| Kirchenjahr

Osterbotschaft von Landesbischof Ernst-Wilhelm Gohl

„An der Hand Gottes gibt es neue Wege, Geborgenheit und Hoffnung“

In seiner Osterbotschaft erinnert Landesbischof Ernst-Wilhelm Gohl daran, dass Ostern zunächst mit der Trauer, dem Leiden, den verpassten Chancen und den dunklen Momenten beginne. Aber dabei bleibe es nicht. An der Hand Gottes gebe es neue Wege, Geborgenheit und Hoffnung. So stehe das Licht des Ostermorgens für die Begegnung mit dem auferstandenen Jesus Christus und damit für die Hoffnung auf ein neues Leben mit Gott, das über dem Tod hinausreiche. Ostern, das Fest der Auferstehung, sei deshalb das wichtigste Fest der Christen. Hier nehme Gott die Menschen an der Hand.

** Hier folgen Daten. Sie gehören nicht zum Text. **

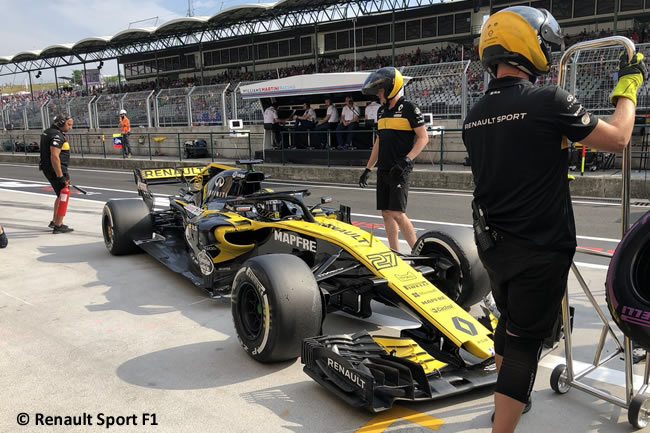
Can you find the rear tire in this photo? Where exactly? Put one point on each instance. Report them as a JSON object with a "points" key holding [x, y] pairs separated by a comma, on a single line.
{"points": [[467, 281], [276, 304], [628, 283], [124, 221]]}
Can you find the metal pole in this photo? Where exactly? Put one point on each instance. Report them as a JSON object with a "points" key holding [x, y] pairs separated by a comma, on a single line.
{"points": [[201, 60], [392, 37], [615, 16], [31, 90], [56, 81], [224, 108], [354, 35], [119, 77], [85, 78], [627, 153], [316, 46], [253, 49]]}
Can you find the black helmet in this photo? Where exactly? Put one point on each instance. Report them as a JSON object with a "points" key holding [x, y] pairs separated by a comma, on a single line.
{"points": [[520, 36], [60, 119], [390, 79]]}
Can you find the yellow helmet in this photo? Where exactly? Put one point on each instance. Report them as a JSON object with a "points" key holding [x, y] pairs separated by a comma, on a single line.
{"points": [[520, 36]]}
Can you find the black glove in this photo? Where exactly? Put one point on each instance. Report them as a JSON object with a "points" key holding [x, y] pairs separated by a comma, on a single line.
{"points": [[61, 181], [404, 165], [363, 180]]}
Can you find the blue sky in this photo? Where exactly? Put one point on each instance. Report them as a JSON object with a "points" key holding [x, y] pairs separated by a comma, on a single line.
{"points": [[36, 24]]}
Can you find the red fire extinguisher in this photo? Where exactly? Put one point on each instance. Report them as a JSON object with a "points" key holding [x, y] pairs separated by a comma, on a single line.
{"points": [[64, 195]]}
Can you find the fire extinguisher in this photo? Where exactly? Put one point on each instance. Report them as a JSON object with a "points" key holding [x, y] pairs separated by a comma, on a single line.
{"points": [[64, 195]]}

Landesbischof Ernst-Wilhelm Gohl
Landesbischof Ernst-Wilhelm Gohl.Bild: Thomas Rathay

Im folgenden Osterimpuls über Lk 24,31 für das Evangelische Gemeindeblatt in Württemberg erzählt Gohl, wie sich ihm dieser Satz, „Ostern beginnt auf dem Friedhof“ schon in seiner Kindheit eingeprägt habe:

„Da wurden ihre Augen geöffnet und sie erkannten ihn.“ (Lk 24,31)

„Darf ich mitkommen? Bitte!“

„Was willst Du denn auf dem Friedhof?“

„Bitte, ich will mit!“

Ich war acht Jahre alt und es war der Ostermorgen. Später am Morgen würden wir mit allen Geschwistern in den Gottesdienst gehen und Ostern feiern. Mein Vater war damals Pfarrer in Esslingen-Sulzgries. Ich freute mich auf die festliche Musik, auf das Eiersuchen im Garten und das festliche Frühstück. Aber jetzt, am frühen Morgen, wollte ich auf den Friedhof. Der Grund dafür war meine Mutter. Sie sagte uns Kindern immer: Ostern beginnt auf dem Friedhof. Ich verstand das nicht, aber ich wollte trotzdem mit. Ich wollte mit, weil es so still und feierlich um diese Tageszeit auf dem Friedhof war. Meine Mutter wollte den Tag mit dieser Stille beginnen und ich musste versprechen, nichts zu reden. Ich ging gerne an der Hand meiner Mutter und hoffte, ein Eichhörnchen zu entdecken und meine Mutter darauf hinweisen zu können. Doch es kam keins.

Ostern beginnt auf dem Friedhof. Das habe ich damals erlebt, ohne es zu verstehen. Aber kann man Ostern überhaupt verstehen? Musik sagt mehr als Worte. Wenn der Posaunenchor spielt und die Gemeinde auf dem Friedhof singt „Christ ist erstanden, von der Marter aller“. Damals begann die Sonne zu scheinen.

Es gab noch einen anderen Grund mit meiner Mutter auf dem Friedhof zu sein. Direkt beim Friedhof lag der Garten der Grundschule. Ich war stolz auf mein Blumenbeet und hatte im Herbst in einem alten Blumenkasten einige Schlüsselblumen gezogen. Jetzt waren sie nicht nur aus der Erde herausgekrochen, sondern blühten sogar. Das wollte ich meiner Mutter auf dem Rückweg vom Friedhof zeigen.

An dieses Osterfest muss ich in diesem Jahr besonders denken. Meine Mutter ist im letzten Jahr gestorben. Als ich klein war, verband uns vieles, was unausgesprochen blieb – solange ich an ihrer Hand gehen konnte, brauchten wir nichts zu sprechen. Später haben wir als Erwachsene über Ostern gesprochen, Gottesdienste miteinander gefeiert und auch mal an Ostern einen gemeinsamen Spaziergang gemacht.

Ostern beginnt auf dem Friedhof: Das gilt auch für die Emmausjünger. Müde, enttäuscht und traurig gehen sie am Ostermorgen Richtung Emmaus. Da geht plötzlich einer mit ihnen. Es ist der auferstandene Christus. Auf ihrem Weg der Trauer erkennen sie ihn nicht. Erst als sie mit ihm Abendmahl feiern, werden ihre Augen geöffnet. Ostern beginnt auf dem Friedhof. Mit unserer Trauer. Mit dem Leiden, den verpassten Chancen und dem Dunkel. Aber dabei bleibt es nicht. Ostern unterwegs. An der Hand Gottes. Und dann sehen wir das Licht des Morgens. Christ ist erstanden. Er ist wahrhaftig auferstanden.